The next few years saw them facing ongoing vitriol and CD-burning from ex-fans, as well as drastically diminished airplay and complete blacklisting from many country radio stations. In spite of this, Taking the Long Way debuted at No. 1 on two Billboard charts and became the ninth-best-selling album of the year in the US in 2006. This was also the year the group went on their first tour following “the incident,” the Accidents & Accusations World Tour, and the year they released the documentary covering their lives after the controversy, Dixie Chicks: Shut Up and Sing.
This comeback moment might have been an unconventional time to slip off the radar, but The Chicks have always made a point of forging their own route forward — from the themes of radical independence in their music itself to their well-known readiness to speak out on political issues while working in a genre that often prides itself on unyielding and uncritical patriotism. Accustomed to doing more outside the lines, this is a group that once brought Rock the Vote to shows to encourage people to register to vote; that helped mobilize voters in swing states in 2004 with MoveOn.org’s Vote for Change tour; that currently dedicates an entire section of their website to championing causes like Planned Parenthood, the Human Rights Campaign, and #BEforLove, Strayer’s own collaboration with the Lee Jones Collection benefiting Komera & Girls, Inc. of San Antonio.

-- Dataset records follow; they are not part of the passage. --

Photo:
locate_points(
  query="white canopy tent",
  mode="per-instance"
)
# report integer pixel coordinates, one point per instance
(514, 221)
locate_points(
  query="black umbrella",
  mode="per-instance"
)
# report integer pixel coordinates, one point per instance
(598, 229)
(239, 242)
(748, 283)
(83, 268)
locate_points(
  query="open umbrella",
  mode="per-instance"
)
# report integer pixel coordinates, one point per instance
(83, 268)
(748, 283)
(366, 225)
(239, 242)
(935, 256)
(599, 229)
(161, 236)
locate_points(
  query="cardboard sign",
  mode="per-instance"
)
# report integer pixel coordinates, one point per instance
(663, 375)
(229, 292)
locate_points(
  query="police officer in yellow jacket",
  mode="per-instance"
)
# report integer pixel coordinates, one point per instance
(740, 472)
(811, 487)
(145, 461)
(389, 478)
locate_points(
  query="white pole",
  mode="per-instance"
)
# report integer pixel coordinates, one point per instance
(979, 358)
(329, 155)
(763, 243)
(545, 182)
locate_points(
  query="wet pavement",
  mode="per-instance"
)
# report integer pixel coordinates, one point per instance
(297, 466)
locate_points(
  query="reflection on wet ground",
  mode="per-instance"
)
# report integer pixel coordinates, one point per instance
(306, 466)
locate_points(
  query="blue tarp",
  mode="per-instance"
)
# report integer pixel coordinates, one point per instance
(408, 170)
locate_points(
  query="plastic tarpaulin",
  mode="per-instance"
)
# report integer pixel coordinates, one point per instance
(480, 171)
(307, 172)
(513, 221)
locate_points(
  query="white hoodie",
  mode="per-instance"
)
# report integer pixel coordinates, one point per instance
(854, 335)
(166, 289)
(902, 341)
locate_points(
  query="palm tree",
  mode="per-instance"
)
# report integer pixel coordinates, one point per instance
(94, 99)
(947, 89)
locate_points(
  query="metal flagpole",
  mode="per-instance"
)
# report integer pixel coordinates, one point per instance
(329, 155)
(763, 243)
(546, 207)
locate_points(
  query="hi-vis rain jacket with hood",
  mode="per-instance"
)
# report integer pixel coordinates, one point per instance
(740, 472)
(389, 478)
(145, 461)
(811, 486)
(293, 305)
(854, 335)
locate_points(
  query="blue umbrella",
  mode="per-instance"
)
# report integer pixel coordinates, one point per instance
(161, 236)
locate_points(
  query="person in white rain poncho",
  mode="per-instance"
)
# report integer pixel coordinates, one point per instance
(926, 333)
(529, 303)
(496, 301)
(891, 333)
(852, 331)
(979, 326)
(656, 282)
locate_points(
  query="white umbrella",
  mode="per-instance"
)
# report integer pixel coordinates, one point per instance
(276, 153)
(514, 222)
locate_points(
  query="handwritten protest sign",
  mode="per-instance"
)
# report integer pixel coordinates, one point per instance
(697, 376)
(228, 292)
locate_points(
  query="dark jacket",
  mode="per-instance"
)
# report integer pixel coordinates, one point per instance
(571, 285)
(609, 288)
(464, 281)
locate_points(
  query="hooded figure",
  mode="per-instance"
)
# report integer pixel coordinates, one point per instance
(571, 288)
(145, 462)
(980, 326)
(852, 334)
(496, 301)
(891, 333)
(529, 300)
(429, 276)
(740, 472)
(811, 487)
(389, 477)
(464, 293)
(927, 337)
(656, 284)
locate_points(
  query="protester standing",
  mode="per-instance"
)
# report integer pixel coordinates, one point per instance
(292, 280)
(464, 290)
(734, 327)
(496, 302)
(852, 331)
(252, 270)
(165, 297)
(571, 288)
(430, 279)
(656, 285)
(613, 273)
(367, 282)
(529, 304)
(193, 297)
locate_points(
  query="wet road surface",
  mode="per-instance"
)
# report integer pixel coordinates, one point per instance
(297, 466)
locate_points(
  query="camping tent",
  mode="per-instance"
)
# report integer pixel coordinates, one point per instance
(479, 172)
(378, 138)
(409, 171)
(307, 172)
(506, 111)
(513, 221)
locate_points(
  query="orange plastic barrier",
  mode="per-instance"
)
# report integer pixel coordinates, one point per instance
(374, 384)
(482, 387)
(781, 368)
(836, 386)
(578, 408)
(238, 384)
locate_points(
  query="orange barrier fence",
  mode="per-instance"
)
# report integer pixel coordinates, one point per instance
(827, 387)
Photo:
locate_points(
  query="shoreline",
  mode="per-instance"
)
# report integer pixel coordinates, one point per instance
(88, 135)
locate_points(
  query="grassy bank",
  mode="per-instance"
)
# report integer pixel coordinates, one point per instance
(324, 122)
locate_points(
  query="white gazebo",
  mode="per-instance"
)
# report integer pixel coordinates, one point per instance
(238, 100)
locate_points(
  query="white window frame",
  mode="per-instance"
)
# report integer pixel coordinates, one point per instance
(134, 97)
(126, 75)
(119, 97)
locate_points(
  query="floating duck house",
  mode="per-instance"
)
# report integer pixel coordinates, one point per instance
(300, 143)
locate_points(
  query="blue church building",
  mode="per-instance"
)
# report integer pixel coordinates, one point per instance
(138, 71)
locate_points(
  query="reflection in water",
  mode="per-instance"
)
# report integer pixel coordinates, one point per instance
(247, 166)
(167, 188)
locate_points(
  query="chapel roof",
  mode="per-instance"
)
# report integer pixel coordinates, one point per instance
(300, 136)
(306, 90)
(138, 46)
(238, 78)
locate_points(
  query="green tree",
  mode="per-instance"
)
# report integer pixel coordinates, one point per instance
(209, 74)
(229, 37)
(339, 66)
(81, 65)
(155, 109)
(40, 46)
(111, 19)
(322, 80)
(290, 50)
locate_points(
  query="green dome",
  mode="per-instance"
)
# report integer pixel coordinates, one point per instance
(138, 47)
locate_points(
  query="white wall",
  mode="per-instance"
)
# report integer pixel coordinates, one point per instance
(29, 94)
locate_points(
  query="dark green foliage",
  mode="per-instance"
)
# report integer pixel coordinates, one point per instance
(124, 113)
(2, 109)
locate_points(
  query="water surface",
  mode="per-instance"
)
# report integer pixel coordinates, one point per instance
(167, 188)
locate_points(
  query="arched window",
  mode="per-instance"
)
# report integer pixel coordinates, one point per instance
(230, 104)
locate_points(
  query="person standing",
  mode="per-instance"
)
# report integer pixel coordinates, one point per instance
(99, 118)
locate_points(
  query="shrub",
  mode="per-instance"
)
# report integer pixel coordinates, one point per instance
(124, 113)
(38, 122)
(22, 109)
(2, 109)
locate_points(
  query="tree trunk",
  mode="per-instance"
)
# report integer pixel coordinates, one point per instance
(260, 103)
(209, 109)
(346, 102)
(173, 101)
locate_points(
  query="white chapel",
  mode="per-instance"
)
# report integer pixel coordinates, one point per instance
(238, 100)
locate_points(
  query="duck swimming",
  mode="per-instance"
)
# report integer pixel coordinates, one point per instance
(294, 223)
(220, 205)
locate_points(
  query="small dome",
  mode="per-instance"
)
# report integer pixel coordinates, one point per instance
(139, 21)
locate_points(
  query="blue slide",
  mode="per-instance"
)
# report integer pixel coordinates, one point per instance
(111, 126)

After Shut Up and Sing, their hiatus began. But Natalie Maines, Martie Maguire, and Emily Strayer (previously Robison) aren’t the types to stay inactive, even when they are out of the spotlight.
At the time, all three band members had young children and wanted to spend time with their families. Strayer was the first to get restless, writing new songs following her divorce. In 2009, with lead singer Maines still reluctant to start making new music, sisters Strayer and Maguire formed the Court Yard Hounds to continue working as a duo. They released their self-titled album in 2010, with Strayer singing the lead vocals and credited as a songwriter on almost every track.
Court Yard Hounds made no effort to stray from the outspoken nature of the Chicks; the new album saw the same sisters who’d penned “So Hard” a few years previously, tackling the stigma attached to IVF, now criticizing homophobia in the scathing “Ain’t No Son”. The duo performed publicly on tour with The Eagles and Keith Urban in 2010, and later in an appearance at the Calgary Stampede rodeo in 2013, the same year they released their second album, Amelita.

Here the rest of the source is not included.